Um das zu erreichen, hat die Kommission im Jahr 2012  Verordnungen vorgeschlagen über Medizinprodukte und In-vitro-Diagnostika. Die neuen Regeln sind transparenter und besser angepasst an den wissenschaftlichen und technologischen Fortschritt in den letzten Jahren angepasst.

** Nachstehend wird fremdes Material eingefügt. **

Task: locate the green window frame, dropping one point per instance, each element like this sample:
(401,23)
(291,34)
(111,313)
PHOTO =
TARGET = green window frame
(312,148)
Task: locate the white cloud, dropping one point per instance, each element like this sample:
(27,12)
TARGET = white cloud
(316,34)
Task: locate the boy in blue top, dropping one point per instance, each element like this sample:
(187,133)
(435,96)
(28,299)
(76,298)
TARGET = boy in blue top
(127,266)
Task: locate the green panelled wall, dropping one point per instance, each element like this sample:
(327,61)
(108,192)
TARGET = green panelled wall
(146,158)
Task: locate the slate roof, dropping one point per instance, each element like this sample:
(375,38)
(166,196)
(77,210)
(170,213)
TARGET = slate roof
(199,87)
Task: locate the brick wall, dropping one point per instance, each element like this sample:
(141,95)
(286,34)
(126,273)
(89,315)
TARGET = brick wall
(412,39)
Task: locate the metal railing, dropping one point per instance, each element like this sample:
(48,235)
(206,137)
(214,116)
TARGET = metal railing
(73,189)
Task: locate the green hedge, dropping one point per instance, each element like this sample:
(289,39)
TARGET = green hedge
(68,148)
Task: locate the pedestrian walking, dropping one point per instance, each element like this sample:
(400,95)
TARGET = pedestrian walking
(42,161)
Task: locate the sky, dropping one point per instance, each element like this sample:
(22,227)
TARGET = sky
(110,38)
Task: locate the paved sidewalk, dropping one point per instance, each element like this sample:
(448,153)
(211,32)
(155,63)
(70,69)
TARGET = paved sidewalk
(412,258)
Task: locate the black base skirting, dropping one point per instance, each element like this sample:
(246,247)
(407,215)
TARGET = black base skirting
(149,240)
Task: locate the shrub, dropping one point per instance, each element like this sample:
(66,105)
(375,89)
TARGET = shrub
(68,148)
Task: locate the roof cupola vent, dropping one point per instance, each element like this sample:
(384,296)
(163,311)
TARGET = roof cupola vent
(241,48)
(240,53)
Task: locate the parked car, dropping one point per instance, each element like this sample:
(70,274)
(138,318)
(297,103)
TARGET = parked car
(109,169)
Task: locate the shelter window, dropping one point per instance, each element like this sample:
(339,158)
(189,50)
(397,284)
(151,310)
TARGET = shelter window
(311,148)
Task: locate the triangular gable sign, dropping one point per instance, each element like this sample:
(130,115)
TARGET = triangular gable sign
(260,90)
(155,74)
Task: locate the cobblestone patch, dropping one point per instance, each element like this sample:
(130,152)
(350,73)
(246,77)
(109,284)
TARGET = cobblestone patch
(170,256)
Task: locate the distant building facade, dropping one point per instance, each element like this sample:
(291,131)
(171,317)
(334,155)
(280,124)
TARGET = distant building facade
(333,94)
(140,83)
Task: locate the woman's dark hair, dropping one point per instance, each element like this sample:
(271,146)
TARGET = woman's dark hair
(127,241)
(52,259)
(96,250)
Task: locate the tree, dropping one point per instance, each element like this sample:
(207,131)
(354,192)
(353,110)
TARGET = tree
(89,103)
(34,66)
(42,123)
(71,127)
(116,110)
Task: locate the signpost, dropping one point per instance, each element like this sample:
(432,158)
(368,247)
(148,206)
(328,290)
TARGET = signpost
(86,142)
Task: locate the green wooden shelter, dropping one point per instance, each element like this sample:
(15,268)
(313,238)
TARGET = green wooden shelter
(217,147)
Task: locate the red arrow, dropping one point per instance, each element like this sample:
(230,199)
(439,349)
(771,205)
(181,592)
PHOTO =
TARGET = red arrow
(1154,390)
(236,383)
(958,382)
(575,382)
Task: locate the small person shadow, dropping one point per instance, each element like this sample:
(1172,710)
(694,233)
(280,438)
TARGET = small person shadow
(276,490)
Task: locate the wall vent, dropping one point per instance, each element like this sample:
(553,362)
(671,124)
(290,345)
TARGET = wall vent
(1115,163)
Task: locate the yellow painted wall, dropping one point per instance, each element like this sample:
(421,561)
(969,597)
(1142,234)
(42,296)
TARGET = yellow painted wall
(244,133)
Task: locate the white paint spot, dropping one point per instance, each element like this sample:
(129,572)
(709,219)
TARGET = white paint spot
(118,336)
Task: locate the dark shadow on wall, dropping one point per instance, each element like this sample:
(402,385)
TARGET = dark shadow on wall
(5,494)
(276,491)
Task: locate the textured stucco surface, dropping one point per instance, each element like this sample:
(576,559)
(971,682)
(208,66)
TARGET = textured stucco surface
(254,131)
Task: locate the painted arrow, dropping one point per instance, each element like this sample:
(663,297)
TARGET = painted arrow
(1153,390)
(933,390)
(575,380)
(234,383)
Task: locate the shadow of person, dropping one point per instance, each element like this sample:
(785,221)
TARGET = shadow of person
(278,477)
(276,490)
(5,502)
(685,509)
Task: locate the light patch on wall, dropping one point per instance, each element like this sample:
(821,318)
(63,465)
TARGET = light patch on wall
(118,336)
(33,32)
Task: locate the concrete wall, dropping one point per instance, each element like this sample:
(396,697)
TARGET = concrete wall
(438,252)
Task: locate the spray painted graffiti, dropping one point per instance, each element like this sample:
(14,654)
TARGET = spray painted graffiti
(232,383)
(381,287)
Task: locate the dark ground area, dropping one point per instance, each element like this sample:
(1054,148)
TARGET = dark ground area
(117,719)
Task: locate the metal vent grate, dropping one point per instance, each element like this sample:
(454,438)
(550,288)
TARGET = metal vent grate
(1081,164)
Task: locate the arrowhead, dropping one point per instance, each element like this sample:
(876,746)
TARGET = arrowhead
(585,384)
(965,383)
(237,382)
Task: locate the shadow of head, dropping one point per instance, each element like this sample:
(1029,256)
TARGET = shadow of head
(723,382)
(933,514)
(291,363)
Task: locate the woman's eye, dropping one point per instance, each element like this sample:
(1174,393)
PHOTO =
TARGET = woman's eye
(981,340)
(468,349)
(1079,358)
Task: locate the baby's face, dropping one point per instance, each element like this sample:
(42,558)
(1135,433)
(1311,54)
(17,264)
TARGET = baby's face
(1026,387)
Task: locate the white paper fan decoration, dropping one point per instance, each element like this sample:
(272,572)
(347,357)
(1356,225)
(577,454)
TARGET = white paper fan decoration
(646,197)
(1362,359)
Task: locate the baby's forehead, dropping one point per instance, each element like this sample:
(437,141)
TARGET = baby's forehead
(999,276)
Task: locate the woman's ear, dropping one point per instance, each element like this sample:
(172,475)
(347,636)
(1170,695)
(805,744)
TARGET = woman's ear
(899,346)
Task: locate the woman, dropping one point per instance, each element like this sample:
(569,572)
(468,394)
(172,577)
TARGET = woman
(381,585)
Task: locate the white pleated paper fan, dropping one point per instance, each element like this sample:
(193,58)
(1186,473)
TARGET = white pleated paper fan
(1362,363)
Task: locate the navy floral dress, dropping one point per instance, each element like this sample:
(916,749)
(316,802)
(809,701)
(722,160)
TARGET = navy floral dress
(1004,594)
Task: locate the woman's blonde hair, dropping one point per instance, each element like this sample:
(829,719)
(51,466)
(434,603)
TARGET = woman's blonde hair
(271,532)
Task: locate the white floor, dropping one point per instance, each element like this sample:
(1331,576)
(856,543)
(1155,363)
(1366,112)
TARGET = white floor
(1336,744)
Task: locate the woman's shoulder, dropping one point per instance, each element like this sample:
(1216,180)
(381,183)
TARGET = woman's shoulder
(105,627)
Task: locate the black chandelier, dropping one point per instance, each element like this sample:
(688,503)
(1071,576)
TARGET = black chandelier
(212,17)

Nach drei Jahren der Diskussionen auf Expertenebene, vereinbarten die Minister aller EU-Länder am 5. Oktober 2015 über das allgemeine Konzept für die medizinische Geräte.

Mit der Neuregulierung in Form von Verordnungen, welche bestehende Richtlinien ablösen sollen, wird deren legislative Umsetzung durch nationale Gesetze entfallen.

Die neue Verordnung zu Medizinprodukten (Medical Device Regulation – MDR) soll die Richtlinien 93/42/EWG über Medizinprodukte (MDD) und 90/385/EWG über aktive implantierbare Medizinpro- dukte (AIMD) ersetzen. Die Richtlinie 98/79/EG über In-vitro-Diagnostika (IVD) wird nicht in der Medical Device Regulation sondern in der zweiten neuen Verordnung zu In-vitro-Diagnostika aufgehen.